Data Prep Ops: The Missing Piece of the ML Lifecycle Puzzle
The 2010s will likely be remembered as the decade when 60 years of ML research finally blossomed into a long awaited surge in real-life AI applications. Nonetheless, our delay in standardizing and establishing what we now call the ML lifecycle as an inherent part of the development of ML applications brought us yet again eerily close to another AI Winter.
And still, in spite of a recent boom in better ML Ops tools to make the deployment and management of ML models in production easier, the alarming number of industry leaders complaining about the disappointing ROI of their AI initiatives shows that we are definitely not out of the woods yet. So how come that all those recent trailblazing developments in both hardware and ML research still fail to give us mainstream autonomous driving and so much more? What are we doing wrong?
In her talk, Jennifer will dig into how the deficit of attention from experts to one of the most critical areas of the ML lifecycle – that of data collection and preparation – is the likely cause for a still highly dysfunctional ML lifecycle.

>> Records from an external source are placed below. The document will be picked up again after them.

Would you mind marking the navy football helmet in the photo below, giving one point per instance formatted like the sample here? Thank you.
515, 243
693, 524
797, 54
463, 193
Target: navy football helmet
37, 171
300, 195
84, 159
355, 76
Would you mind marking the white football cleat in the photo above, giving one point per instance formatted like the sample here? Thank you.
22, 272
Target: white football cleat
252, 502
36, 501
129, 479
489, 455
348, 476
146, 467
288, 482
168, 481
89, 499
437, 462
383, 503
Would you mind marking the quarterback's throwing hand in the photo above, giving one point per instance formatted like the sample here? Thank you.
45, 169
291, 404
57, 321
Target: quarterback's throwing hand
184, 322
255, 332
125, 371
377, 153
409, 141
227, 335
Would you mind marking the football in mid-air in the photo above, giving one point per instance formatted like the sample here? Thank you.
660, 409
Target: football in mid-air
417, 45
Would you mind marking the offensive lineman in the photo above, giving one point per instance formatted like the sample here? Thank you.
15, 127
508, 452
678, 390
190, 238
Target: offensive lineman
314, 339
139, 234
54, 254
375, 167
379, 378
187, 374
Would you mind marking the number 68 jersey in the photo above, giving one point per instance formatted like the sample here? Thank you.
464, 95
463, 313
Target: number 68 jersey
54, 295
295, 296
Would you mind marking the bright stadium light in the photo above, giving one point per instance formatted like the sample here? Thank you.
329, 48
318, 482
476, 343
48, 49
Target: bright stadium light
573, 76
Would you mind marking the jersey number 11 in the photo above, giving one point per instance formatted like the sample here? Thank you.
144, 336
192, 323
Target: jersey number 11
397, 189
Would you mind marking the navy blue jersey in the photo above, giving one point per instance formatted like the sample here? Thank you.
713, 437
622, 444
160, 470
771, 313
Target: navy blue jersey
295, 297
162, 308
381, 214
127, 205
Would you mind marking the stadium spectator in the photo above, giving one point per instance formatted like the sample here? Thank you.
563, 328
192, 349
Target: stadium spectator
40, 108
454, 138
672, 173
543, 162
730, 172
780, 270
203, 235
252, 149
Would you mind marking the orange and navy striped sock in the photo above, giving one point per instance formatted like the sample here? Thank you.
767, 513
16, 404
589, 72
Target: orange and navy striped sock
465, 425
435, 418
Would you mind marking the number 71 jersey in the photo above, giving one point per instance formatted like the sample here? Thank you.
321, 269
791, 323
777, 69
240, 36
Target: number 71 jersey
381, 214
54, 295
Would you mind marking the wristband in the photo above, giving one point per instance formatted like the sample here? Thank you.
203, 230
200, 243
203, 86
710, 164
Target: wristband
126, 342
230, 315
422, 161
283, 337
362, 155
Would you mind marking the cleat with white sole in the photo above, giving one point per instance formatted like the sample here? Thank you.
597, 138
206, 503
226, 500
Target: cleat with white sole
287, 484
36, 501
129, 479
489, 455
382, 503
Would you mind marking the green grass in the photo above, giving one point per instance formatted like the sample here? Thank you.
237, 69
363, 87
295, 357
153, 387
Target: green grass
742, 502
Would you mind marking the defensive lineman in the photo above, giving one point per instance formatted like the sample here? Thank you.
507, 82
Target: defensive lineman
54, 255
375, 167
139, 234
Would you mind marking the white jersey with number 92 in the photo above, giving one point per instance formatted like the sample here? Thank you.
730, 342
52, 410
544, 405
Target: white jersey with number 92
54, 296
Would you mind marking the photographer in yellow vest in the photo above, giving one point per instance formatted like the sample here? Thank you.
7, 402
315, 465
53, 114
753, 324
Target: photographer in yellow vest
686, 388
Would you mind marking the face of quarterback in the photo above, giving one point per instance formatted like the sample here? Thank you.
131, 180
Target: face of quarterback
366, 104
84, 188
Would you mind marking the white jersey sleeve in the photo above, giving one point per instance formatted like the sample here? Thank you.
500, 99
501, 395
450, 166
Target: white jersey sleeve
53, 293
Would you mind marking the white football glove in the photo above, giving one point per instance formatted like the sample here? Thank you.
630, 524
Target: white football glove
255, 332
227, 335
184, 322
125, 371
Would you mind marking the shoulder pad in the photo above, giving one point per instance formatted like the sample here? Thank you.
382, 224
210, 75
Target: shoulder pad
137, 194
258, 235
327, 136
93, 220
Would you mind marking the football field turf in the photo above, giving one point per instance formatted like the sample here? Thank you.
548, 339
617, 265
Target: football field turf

According to her, while general wisdom acknowledges that high quality training data is necessary to build better models, the lack of a formal definition of what constitutes a good dataset – or rather, the right dataset for the task – is the main bottleneck impeding the universal adoption of AI. She will explain how the concept of what she calls, “Data Prep Ops‚” can change the game, and how to better incorporate concepts such as active learning, human-in-the-loop ML and strategic data collection as integral parts of the ML lifecycle.